Scientists find that a single person is the ancestor of every blue-eyed person on Earth

Blue-eyed folks, take notice: it turns out that you all sprang from the same ancestor.

According to what little we learned from our Additional Science GCSE, blue eyes are a recessive gene, which means that two of them are required for the color to show apparently.

However, if you were curious about the precise origin of these genes, one study has discovered that they can all be linked to an individual.

We are aware that people with blue eyes are far less common than those with brown eyes; according to Heathline, 8–10% of people worldwide have blue eyes.

Now that researchers have discovered that the genetic mutation originated from a single human who lived between 6,000 and 10,000 years ago.

In an effort to establish what changed to result in this transformation, the OCA2 gene, which controls the amount of brown pigment in the human eye, has been extensively studied by scientists.

It turns out that a completely separate gene called HERC2 completely shuts down the OCA2 gene, “diluting” brown eyes into blue, and is responsible for the genetic abnormality that causes blue eyes.

And how do they determine that everyone stems from a single ancestor? because everyone with blue eyes has the same genetic mutation.
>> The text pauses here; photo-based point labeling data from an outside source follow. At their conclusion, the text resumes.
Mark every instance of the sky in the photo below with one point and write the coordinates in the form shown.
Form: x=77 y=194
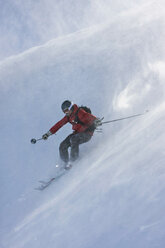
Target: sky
x=110 y=57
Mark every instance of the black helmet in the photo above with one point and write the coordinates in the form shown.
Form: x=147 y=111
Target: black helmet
x=66 y=105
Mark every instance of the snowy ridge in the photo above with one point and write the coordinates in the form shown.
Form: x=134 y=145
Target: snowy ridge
x=114 y=195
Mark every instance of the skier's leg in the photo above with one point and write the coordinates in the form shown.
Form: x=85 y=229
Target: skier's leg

Though much more research is needed, it’s believed that the mutation may have spread as people moved from Africa to Europe. If so, that would help explain why it appears that people of European descent primarily have blue eyes.

The study also examined the variance in less frequent eye colors, like green, which supported the theory that the blue-eyed gene originated from a single person.

According to Professor Hans Eiberg, the study’s author and chair of the Department of Cellular and Molecular Medicine,  “Meanwhile, people who have green eyes can be explained by the fact they have a reduced amount of melanin in the iris, which is very different to those with blue eyes.”

“From this, we can conclude that all blue-eyed individuals are linked to the same ancestor. They have all inherited the same switch at exactly the same spot in their DNA.”

It turns out that green eyes are caused by less melanin in our iris, which is a lot more than we ever heard in science class, and that blue-eyed individuals have a common ancestor.